A reporter asked how anyone could feel safe in Marin County with a serial killer at large. My father said they were posting police officers on all the hiking trails now, as a safety measure. “If you want to enjoy the trails,” he said, “do so in a larger group, preferably in the company of a male. We're speaking of a ruthless individual, single-handedly capable of murdering two women at the same time, from the looks of it.”

“Given that four girls have now been murdered within a matter of weeks,” a woman asked, “we have to ask: Is the police force taking these crimes with sufficient seriousness?”

“I have two daughters of my own,” my father said. “Nobody needs to remind me of the urgency here to find this man and make the mountain safe again.”

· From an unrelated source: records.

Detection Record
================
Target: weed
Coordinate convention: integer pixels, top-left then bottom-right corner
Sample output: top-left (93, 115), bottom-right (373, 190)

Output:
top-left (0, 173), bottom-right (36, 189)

This was us he was talking about, on television—Patty and me. I felt a glow of pride, hearing our father speak of us this way. He was thinking about us, looking out for us. Of all the fathers, all the police officers—all the detectives, even—they had chosen our father as the one to stand up in this place and reassure everyone, because he was the strongest and the best. And he belonged to us alone.

T
HEY PUT UP SIGNS AT
all the trailheads.
CLOSED, BY ORDER OF THE MARIN COUNTY HOMICIDE DIVISION. HIKER ADVISORY: PROCEED AT YOUR OWN RISK.

But Morning Glory Court was not connected by trail to the mountain. The mountain was just there, in our backyard. There was no way we were staying off it. Least of all now, when something exciting was finally happening there.